Fizemos essa diária de filmagem na última quinta-feira e a entrevista foi muito boa! Além de pedir para ele nos contar uma história pessoal, nós também fizemos perguntas mais objetivas e direcionadas a ele, o que trouxe um contexto muito maior da relação surdo/educação para o filme.
A história pessoal foi muito bacana. Ele nos contou que estudou no Mackenzie durante o colegial, não teve acesso a um intérprete e, por isso, usou leitura labial em todas as aulas - o que muitas vezes foi super complicado, principalmente quando os professores esqueciam de sua presença e viravam de frente para a lousa (de costas para os alunos) e continuavam falando.
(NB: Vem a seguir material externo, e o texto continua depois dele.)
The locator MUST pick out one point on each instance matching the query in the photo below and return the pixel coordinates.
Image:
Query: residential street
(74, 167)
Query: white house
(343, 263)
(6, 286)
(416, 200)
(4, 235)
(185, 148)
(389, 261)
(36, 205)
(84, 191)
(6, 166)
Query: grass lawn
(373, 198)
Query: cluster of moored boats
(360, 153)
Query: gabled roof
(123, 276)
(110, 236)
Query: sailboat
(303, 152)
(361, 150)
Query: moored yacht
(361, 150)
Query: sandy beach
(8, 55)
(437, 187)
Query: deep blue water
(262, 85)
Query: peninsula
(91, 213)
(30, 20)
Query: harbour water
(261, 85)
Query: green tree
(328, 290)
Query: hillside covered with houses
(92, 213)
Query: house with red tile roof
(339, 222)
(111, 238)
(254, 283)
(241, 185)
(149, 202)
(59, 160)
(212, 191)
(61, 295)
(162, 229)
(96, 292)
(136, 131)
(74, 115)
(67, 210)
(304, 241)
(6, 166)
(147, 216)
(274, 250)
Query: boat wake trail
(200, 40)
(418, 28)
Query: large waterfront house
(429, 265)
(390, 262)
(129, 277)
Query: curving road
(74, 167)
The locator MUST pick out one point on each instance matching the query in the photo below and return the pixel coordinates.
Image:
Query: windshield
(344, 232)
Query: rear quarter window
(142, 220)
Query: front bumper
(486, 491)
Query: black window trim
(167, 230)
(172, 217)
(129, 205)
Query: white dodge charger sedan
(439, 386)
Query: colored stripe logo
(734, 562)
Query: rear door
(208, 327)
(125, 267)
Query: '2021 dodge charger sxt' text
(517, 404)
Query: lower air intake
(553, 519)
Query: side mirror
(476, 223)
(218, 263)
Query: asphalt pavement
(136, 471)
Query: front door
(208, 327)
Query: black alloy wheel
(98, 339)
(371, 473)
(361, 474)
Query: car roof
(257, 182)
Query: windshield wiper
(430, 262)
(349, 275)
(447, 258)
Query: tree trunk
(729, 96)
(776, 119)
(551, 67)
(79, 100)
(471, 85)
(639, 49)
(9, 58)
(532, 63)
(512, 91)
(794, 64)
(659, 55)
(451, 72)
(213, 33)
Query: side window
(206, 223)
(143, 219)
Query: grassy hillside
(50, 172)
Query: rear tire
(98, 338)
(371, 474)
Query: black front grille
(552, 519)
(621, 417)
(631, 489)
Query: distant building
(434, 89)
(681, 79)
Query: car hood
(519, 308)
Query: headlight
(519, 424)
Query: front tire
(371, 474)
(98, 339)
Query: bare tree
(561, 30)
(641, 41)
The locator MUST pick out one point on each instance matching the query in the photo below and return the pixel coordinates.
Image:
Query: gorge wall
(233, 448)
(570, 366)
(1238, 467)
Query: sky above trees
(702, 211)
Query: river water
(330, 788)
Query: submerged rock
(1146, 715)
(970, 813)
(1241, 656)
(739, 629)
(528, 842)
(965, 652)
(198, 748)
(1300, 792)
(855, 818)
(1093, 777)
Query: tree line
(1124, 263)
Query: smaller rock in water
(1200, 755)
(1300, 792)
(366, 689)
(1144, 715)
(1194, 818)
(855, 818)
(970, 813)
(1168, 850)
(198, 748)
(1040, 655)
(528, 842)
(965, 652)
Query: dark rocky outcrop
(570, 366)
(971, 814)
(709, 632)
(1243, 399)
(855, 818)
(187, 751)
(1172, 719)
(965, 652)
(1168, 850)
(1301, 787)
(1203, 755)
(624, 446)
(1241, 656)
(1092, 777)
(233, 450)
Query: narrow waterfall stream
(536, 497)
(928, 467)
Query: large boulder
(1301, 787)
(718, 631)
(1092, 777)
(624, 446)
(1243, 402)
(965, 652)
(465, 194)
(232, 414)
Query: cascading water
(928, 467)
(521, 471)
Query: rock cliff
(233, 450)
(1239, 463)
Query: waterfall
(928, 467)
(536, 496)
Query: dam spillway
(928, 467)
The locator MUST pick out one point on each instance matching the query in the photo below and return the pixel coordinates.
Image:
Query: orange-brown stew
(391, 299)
Mas ele sempre chamou a atenção de todos para a sua presença e tirou notas muito altas em todas as matérias, exceto em uma delas. O professor desta matéria na qual ele não tirava boas notas, foi procurá-lo certo dia, perguntando por que ele não ia bem. Ele explicou que, por conta de sua barba, não conseguia fazer leitura labial e compreender os conteúdos. Na mesma hora, no próprio horário escolar, o professor, que usava uma barba enorme, voltou para a sala de aula sem barba!
As respostas deste entrevistado para as nossas perguntas foram muito importantes para melhorar o foco do filme e trazer de maneira mais forte o contexto da educação para a comunidade surda:
1) Conte uma história pessoal que tenha relação com sua experiência escolar.
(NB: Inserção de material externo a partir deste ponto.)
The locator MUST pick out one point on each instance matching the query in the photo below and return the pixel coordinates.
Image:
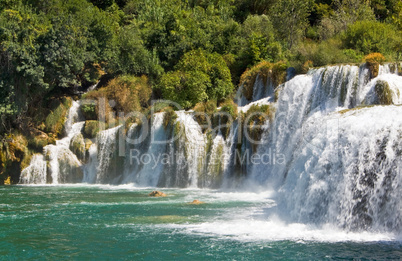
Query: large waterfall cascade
(340, 150)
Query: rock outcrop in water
(331, 150)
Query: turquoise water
(123, 223)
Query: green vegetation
(266, 70)
(191, 52)
(92, 128)
(169, 117)
(383, 92)
(373, 62)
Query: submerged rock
(196, 202)
(156, 193)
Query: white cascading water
(35, 173)
(64, 166)
(341, 161)
(195, 146)
(342, 165)
(107, 150)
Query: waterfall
(35, 173)
(64, 166)
(109, 167)
(342, 162)
(332, 150)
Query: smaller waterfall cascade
(63, 164)
(336, 130)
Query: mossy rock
(39, 139)
(89, 111)
(383, 92)
(13, 155)
(77, 146)
(92, 128)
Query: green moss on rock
(77, 146)
(169, 118)
(92, 128)
(383, 92)
(54, 122)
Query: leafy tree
(21, 73)
(199, 76)
(290, 18)
(346, 13)
(371, 37)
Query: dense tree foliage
(190, 50)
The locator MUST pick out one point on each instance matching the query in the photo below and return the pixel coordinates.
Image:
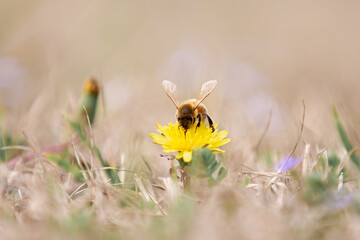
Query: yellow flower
(174, 138)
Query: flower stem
(186, 181)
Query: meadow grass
(75, 189)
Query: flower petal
(187, 156)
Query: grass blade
(345, 140)
(111, 173)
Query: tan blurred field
(267, 57)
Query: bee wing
(206, 89)
(170, 90)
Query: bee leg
(199, 120)
(211, 124)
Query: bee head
(185, 116)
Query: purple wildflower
(288, 163)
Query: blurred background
(266, 55)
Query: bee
(192, 110)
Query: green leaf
(66, 166)
(345, 140)
(111, 173)
(2, 151)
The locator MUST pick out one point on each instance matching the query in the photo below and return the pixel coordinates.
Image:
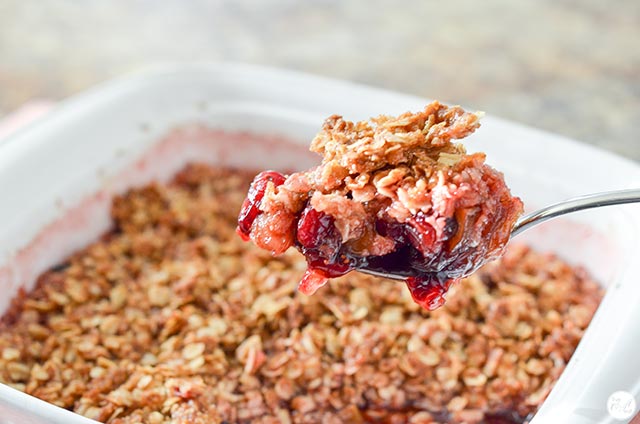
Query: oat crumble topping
(171, 318)
(392, 194)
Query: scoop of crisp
(393, 195)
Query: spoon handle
(596, 200)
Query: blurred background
(568, 66)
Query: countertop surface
(570, 67)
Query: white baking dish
(57, 175)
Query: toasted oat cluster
(392, 195)
(171, 318)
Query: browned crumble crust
(172, 318)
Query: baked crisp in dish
(171, 318)
(392, 195)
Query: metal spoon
(532, 219)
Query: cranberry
(251, 205)
(428, 292)
(320, 242)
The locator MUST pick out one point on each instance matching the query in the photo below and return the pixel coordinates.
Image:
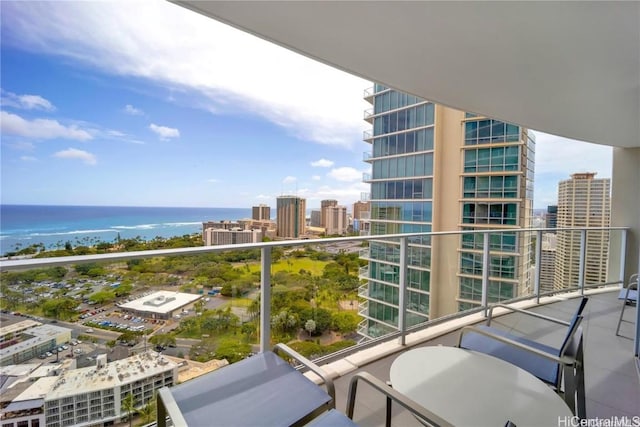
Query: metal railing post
(485, 272)
(536, 280)
(265, 299)
(623, 255)
(402, 297)
(583, 257)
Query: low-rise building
(160, 305)
(31, 342)
(92, 395)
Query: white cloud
(557, 158)
(13, 124)
(322, 163)
(180, 49)
(289, 179)
(555, 154)
(130, 109)
(164, 132)
(26, 102)
(346, 174)
(22, 145)
(72, 153)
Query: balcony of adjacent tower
(368, 115)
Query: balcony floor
(611, 378)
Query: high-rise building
(439, 169)
(324, 206)
(359, 209)
(261, 212)
(291, 217)
(551, 220)
(236, 236)
(547, 261)
(336, 217)
(583, 201)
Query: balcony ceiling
(565, 68)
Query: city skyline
(175, 109)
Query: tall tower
(261, 212)
(290, 220)
(336, 220)
(439, 169)
(551, 220)
(324, 210)
(583, 201)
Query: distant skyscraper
(291, 217)
(359, 208)
(439, 169)
(324, 205)
(547, 261)
(316, 218)
(261, 212)
(551, 220)
(336, 217)
(583, 201)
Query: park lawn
(294, 265)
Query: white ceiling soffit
(567, 68)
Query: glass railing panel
(316, 287)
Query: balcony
(368, 115)
(368, 94)
(611, 378)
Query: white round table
(467, 388)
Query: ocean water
(53, 226)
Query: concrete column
(625, 210)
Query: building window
(490, 131)
(492, 159)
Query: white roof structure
(125, 371)
(161, 302)
(38, 334)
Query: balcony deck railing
(617, 247)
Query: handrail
(401, 329)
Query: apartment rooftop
(110, 375)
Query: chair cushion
(545, 369)
(332, 418)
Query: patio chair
(260, 390)
(629, 295)
(553, 365)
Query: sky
(149, 104)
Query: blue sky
(149, 104)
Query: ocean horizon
(54, 225)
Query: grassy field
(294, 265)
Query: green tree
(344, 321)
(320, 316)
(232, 350)
(310, 326)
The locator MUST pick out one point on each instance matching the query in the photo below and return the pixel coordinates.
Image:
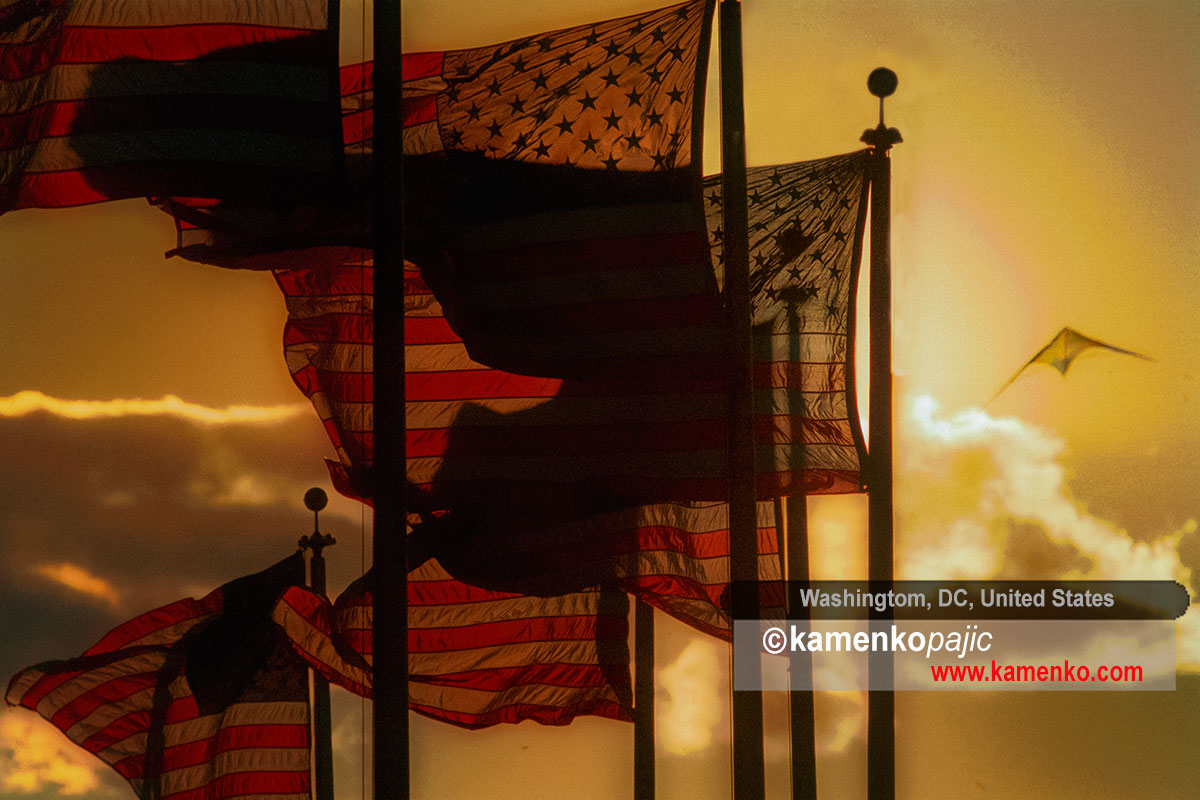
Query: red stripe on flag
(117, 44)
(203, 751)
(417, 110)
(414, 66)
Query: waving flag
(552, 194)
(478, 657)
(103, 100)
(805, 222)
(201, 698)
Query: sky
(1045, 180)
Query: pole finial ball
(882, 82)
(315, 499)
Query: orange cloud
(34, 755)
(79, 579)
(30, 402)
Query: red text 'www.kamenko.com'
(1065, 673)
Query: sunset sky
(1047, 179)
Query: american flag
(201, 698)
(105, 100)
(552, 197)
(478, 657)
(805, 226)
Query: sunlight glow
(78, 579)
(30, 402)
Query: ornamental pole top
(882, 83)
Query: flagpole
(390, 590)
(881, 701)
(315, 499)
(792, 515)
(643, 702)
(749, 782)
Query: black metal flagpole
(389, 557)
(315, 499)
(881, 701)
(749, 782)
(792, 517)
(643, 702)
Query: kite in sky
(1062, 350)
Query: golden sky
(1048, 178)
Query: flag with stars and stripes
(552, 197)
(805, 223)
(478, 657)
(201, 698)
(103, 100)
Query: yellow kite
(1062, 350)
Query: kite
(1062, 350)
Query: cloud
(79, 579)
(988, 498)
(30, 402)
(36, 757)
(689, 709)
(149, 509)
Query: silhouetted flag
(552, 197)
(478, 657)
(201, 698)
(103, 100)
(805, 245)
(478, 434)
2) Quanto tempo você estudou na escola especial e na escola comum?
3) Estudar em uma escola de surdos antes de estudar com ouvintes foi importante em que?
4) Quais estratégias você usou para acompanhar as aulas expositivas (leitura labial, aparelho auditivo, copiou anotações feitas na lousa, emprestou caderno de amigos, estudou com amigos?
5) O que você acha da idéia de inclusão na educação?
Agora estamos preparando nossa última entrevista, com um senhor de mais idade que seja professor surdo. Queremos, com isso, entender a trajetória de alguém que tenha sido aluno surdo em uma época na qual a Libras era proibida como língua, e agora é um professor para alunos surdos, usando a Libras como língua legítima e oficial. Pensamos em fazer essa entrevista tendo como pano de fundo uma biblioteca ou uma escola, trazendo essa imagem de forma mais forte nessa personagem, de modo a remeter diretamente a esse contexto. Faremos esta 4ª e ultima entrevista ainda esta semana.
Também estamos pensando em como trazer a performance corporal para ser usada, visualmente, no final do filme, pois isso também é algo que marca nossa identidade como grupo. Estamos escrevendo um breve parágrafo, que contextualiza a situação da educação dos surdos no Brasil, até quando o uso da Libras foi proibido em escolas brasileiras etc... e pensamos em fechar o filme com este pequeno textinho (em GC) e a ação acontecendo visualmente.
Nosso grande desafio nesse momento é de fato conseguir misturar a dimensão mais poética do nosso trabalho com a dimensão mais objetiva e histórica da relação da comunidade surda com a educação.